Ketika akan memotret ini saya diklakson terus oleh sepeda motor dan mobil dari belakang. Akhirnya foto layak bisa saya dapatkan ketika ada jeda, tak sampai setengah menit saat lalu lintas agak lengang. Maklum jam berangkat kerja.
Tadi pagi, saat kami sarapan bubur ayam, istri saya gelisah karena seorang ibu turun dari motornya, yang dia parkir di badan jalan, untuk membeli bubur. Anak lelakinya, sekitar lima tahun, tengkurap di atas jok motor. Ada risiko motor terguling atau tersenggol kendaraan lain.
Pemandangan biasa, kata Anda. Orang maunya parkir tepat di depan penjual kalau perlu tak usah turun. Pengendara mobil pun ada yang begitu. Mereka itu maunya tak usah parkir menjauh lalu jalan kaki. Bahwa jalannya sempit, selalu ada kilah semacam, “Justru sudah tahu sempit ya mesti toleran dong sama orang yang repot markir.”
Dalam kasus tadi pagi, sebenarnya ada tempat parkir di halaman di balik pagar. Dibolehkan karena bubur ayam dan nasi kuning hanya buka pagi. Sila lihat foto.

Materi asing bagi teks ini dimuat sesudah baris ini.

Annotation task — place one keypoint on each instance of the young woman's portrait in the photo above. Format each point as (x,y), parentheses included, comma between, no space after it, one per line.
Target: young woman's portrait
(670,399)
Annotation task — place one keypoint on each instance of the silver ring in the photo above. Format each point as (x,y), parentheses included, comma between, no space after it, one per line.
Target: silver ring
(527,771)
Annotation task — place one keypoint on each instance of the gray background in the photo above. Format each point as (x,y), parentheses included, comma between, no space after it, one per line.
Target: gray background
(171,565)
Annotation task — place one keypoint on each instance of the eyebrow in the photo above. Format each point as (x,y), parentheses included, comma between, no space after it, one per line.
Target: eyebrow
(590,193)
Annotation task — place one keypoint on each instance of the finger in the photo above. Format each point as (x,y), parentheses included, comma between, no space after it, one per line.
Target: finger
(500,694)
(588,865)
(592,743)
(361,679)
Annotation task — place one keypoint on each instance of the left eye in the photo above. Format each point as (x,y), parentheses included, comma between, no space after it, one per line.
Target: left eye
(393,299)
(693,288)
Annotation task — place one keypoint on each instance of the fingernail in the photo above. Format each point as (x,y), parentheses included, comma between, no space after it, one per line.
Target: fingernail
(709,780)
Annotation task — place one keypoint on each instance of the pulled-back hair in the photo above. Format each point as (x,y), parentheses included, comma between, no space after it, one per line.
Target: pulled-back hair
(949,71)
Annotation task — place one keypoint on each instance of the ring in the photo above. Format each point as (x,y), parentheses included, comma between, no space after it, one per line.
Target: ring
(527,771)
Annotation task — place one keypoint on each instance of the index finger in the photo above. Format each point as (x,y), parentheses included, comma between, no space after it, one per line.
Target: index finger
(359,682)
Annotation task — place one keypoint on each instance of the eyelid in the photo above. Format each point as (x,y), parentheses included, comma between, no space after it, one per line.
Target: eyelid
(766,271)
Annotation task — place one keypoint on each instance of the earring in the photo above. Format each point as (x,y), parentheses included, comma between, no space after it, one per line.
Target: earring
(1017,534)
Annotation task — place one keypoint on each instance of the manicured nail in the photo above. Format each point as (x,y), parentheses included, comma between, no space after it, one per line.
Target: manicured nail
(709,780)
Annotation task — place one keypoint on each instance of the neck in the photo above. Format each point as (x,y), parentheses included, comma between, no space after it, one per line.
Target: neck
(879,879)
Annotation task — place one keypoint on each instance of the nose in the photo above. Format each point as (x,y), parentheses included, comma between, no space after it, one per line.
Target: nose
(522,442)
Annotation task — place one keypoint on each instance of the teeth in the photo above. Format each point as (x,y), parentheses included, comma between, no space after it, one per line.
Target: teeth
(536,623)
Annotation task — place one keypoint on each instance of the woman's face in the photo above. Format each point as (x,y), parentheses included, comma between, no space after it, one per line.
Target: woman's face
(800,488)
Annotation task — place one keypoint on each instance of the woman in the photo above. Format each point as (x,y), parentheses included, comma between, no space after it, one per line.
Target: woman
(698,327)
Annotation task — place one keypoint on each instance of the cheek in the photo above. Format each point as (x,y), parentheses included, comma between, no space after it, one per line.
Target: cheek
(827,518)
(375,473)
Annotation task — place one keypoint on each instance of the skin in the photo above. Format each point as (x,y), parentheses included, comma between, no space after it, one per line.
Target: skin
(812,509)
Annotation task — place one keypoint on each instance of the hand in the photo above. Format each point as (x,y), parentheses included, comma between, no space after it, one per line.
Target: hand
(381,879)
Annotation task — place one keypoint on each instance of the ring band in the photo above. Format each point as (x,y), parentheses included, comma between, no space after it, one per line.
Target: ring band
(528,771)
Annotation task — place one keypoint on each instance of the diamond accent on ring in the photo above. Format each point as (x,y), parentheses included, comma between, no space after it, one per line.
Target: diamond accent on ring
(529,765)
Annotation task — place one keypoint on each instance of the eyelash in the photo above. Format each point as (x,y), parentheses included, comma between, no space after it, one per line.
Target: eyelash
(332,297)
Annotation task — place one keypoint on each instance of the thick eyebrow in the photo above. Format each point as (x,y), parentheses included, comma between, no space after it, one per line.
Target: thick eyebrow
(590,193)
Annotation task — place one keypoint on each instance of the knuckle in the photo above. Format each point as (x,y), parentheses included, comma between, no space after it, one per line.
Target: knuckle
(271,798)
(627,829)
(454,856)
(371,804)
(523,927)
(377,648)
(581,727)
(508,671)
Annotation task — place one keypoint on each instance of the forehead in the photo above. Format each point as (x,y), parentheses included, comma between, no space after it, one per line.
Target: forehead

Karena bertambah tua dan enggan cekcok, kami tak menegur ibu itu. Kami bosan dengan alasan, “Halah cuma bentar aja kok.” Setelah ibu itu pergi, istri saya menegur penjual bubur ayam agar lain kali mengingatkan pembeli yang parkir ngawur apalagi membahayakan anak.

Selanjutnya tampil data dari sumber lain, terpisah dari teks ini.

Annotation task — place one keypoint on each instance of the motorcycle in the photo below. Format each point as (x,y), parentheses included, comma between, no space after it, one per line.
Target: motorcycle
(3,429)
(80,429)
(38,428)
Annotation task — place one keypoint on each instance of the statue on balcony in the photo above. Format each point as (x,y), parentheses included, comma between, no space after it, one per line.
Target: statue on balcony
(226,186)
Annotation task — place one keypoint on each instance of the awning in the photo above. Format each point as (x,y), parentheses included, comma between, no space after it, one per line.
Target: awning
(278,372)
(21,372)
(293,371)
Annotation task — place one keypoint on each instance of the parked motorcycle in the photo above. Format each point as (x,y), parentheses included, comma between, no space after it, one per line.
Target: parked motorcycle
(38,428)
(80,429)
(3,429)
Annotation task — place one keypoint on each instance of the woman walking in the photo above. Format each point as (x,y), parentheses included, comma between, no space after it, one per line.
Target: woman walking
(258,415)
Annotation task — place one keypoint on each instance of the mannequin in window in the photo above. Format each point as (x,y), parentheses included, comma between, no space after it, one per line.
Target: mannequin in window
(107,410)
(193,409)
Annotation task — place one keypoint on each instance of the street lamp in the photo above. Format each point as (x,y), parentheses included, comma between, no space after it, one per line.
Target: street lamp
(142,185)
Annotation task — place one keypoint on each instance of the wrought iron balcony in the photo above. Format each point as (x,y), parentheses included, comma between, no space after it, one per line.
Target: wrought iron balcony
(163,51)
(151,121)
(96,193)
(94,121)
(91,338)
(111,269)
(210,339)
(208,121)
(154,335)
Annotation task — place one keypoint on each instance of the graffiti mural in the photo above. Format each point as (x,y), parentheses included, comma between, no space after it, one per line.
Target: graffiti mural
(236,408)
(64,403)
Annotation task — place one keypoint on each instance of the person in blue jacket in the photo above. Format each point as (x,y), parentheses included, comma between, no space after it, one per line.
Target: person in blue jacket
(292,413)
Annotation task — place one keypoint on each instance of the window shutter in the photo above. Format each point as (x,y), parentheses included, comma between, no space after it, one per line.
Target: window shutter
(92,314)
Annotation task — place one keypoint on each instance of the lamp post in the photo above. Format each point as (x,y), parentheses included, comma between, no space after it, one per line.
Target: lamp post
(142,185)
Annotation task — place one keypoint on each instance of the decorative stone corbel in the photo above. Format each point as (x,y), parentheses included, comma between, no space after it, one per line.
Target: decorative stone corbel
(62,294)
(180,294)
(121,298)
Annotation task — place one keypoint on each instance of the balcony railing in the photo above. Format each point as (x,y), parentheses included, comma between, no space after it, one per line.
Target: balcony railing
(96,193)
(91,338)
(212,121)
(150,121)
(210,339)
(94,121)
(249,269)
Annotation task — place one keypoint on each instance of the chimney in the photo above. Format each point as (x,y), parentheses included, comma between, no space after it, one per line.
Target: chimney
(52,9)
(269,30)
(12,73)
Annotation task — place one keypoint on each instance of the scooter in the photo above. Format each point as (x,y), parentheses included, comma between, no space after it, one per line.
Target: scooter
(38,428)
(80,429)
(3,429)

Saya sih tak memarkir apa pun karena kami berjalan kaki. Kami ke sana baru pertama kali, untuk mencoba. Misalnya pun membawa mobil, saya cenderung menghindari tempat yang parkirnya merepotkan pengguna jalan. Opsi lain ya parkir di tempat lain, misalnya halaman minimarket, lalu berjalan kaki.

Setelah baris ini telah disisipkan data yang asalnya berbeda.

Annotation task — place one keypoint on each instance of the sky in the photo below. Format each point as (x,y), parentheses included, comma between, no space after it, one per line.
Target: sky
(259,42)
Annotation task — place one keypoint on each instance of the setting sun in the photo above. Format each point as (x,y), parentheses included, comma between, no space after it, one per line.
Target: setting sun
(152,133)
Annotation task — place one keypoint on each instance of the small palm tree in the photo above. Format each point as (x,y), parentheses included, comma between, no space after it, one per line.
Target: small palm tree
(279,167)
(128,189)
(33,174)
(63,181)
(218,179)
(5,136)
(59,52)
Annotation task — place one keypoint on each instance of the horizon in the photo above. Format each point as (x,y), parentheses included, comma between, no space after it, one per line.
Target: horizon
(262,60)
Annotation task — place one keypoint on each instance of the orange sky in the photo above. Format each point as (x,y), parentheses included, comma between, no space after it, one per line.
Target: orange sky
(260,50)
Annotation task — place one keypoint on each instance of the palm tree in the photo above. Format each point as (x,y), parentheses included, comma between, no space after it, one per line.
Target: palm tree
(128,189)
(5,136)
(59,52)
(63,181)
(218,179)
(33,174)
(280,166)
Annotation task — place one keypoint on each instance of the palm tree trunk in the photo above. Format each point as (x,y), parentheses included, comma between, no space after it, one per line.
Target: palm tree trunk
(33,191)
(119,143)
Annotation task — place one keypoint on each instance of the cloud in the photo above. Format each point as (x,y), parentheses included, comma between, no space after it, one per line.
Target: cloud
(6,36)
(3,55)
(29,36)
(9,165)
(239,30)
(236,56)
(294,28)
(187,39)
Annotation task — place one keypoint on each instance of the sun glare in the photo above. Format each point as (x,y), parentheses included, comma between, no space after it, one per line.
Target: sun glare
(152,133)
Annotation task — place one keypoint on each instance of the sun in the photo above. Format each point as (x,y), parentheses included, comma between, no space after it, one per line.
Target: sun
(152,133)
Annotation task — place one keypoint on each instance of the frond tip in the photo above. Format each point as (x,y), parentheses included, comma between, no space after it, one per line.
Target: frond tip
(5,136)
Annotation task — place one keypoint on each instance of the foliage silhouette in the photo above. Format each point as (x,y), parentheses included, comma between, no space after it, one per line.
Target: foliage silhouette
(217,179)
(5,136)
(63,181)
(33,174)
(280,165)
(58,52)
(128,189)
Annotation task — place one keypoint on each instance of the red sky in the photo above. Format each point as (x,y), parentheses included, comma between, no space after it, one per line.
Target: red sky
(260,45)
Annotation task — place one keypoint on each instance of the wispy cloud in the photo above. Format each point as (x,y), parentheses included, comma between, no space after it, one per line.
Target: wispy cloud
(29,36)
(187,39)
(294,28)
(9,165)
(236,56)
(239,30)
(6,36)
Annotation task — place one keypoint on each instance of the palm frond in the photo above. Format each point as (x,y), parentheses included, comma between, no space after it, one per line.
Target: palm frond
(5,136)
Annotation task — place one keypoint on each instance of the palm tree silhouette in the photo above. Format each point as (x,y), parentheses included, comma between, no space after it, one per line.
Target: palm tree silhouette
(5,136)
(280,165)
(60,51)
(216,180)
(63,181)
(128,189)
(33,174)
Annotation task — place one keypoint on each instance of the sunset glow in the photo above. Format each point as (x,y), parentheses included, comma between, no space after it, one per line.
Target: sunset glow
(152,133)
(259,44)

Bahkan dulu kalau kaveling parkir on-street kedai penuh, dan petugas valet menyilangkan kedua lengan, saya memilih batal masuk. Atau kalau sudah tahu parkiran terbatas, ya saya naik ojek — dari lokasi parkir di tempat lain — karena ada janji atau pertemuan.
Dalam sebuah obrolan santai saya pernah curhat kepada seorang pemuka agama kenapa soal adab dan kesalehan sosial di jalan raya tampaknya kurang dipedulikan umat. Beliau hanya menarik napas lalu tersenyum, menatap saya dengan lembut.
Ketika menuliskan ini saya pun bercermin. Kalau saya tak suka perampasan trotoar maupun bahu jalan untuk berjualan, kenapa saya membeli di sana juga?
Saya adalah bagian dari akhlak dan kesalehan sosial masyarakat. Saya selalu punya pembenar, misalnya karena pemkot tak menegakkan aturan maka saya pun ikut menikmati. Apalagi dalam kampanye pilkada tak pernah ada janji membersihkan jalan dari kesemrawutan tata guna ruang termasuk oleh PKL.
Saya tak beda dari orang lain.
Oh, Indonesia! Entah bagaimana nanti ibu kota baru.
6 Comments
Sy pernah ngobrol sm bapak” muda yg pegang bayinya pakai tangan kiri duduk di depan dia naik motor … eh, dia minta maaf, padahal sy bukan kakek bayi itu, hahaha
😇👍🌹
Belum jadi Aki Deddy kan? Masih Daddy Deddy Dandy.
Aih …. syudaaaaaaaah, sy su aki”, tp ga naek montor cucu na hahaha
Oh sudah aki. Selamat ! 🙏👍
Seorang ibu yang ndembik alias ceroboh.
Yah sejak dulu saya sering menjumpai ginian. Yang paling simpel, seorang ibu atau pengasuh menggandeng anak kecil, si anak di sisi jalan, seolah melindungi yang dewasa.